The American Farm Bureau is pleading with House and Senate leaders to not let work on a proposed disaster relief bill interfere with the 2012 Farm Bill, which expires at the end of the month.
For the past several months, the farm bill has remained stalled in Congress, unable to pass both houses despite the urgings of farmers and farm advocacy organizations. While the Senate passed a draft of the farm bill in May, the House appears unlikely to agree to the Senate’s moderate spending cuts, preferring, instead, to embrace massive cuts to nutritional funding. A draft of the farm bill passed the House Agriculture Committee in July, but has been delayed by House leadership for want of votes.
The farm bill debate is occurring in the middle of one of the worst natural disasters in recent agricultural history. For the past several months, farmers across the country have been plagued by extreme drought conditions that have crippled agricultural production. Sensing the political inexpediency of doing nothing while crops across the nation wither in their fields, some Senators and Representatives have proposed a disaster relief bill to help aid struggling farmers.

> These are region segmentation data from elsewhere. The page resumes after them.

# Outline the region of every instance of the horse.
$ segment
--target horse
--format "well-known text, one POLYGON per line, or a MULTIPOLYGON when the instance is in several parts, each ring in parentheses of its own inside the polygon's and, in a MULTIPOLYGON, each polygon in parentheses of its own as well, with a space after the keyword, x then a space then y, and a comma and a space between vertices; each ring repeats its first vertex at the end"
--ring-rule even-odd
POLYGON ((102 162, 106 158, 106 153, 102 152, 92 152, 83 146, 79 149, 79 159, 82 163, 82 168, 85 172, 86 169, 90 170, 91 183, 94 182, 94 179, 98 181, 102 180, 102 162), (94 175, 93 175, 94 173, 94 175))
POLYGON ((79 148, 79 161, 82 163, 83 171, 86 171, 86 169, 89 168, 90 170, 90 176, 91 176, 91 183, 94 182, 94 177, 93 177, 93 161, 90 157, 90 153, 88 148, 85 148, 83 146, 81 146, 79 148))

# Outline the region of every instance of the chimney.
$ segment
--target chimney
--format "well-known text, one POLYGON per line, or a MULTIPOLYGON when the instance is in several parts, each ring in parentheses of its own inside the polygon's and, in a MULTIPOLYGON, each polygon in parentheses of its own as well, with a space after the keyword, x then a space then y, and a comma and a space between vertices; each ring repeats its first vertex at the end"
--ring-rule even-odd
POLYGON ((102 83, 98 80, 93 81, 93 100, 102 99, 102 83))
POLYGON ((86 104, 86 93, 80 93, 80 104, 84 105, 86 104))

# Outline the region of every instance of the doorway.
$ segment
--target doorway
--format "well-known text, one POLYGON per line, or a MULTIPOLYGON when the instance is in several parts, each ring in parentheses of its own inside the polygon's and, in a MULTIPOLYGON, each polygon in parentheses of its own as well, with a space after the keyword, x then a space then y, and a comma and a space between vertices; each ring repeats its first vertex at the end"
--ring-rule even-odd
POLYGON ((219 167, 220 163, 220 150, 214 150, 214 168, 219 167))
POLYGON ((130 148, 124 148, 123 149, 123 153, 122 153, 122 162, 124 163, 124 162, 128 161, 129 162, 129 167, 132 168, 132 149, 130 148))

While farm groups do not necessarily oppose disaster relief, many suspect that congressional efforts are little more than a smokescreen to mask their inactivity on the farm bill. In a letter to Senate leadership, the Farm Bureau wrote, “This is something our groups do not support. We strongly urge you to refrain from this as we fear that passage of [such] a bill could result in further delays in completing a full five-year farm bill.”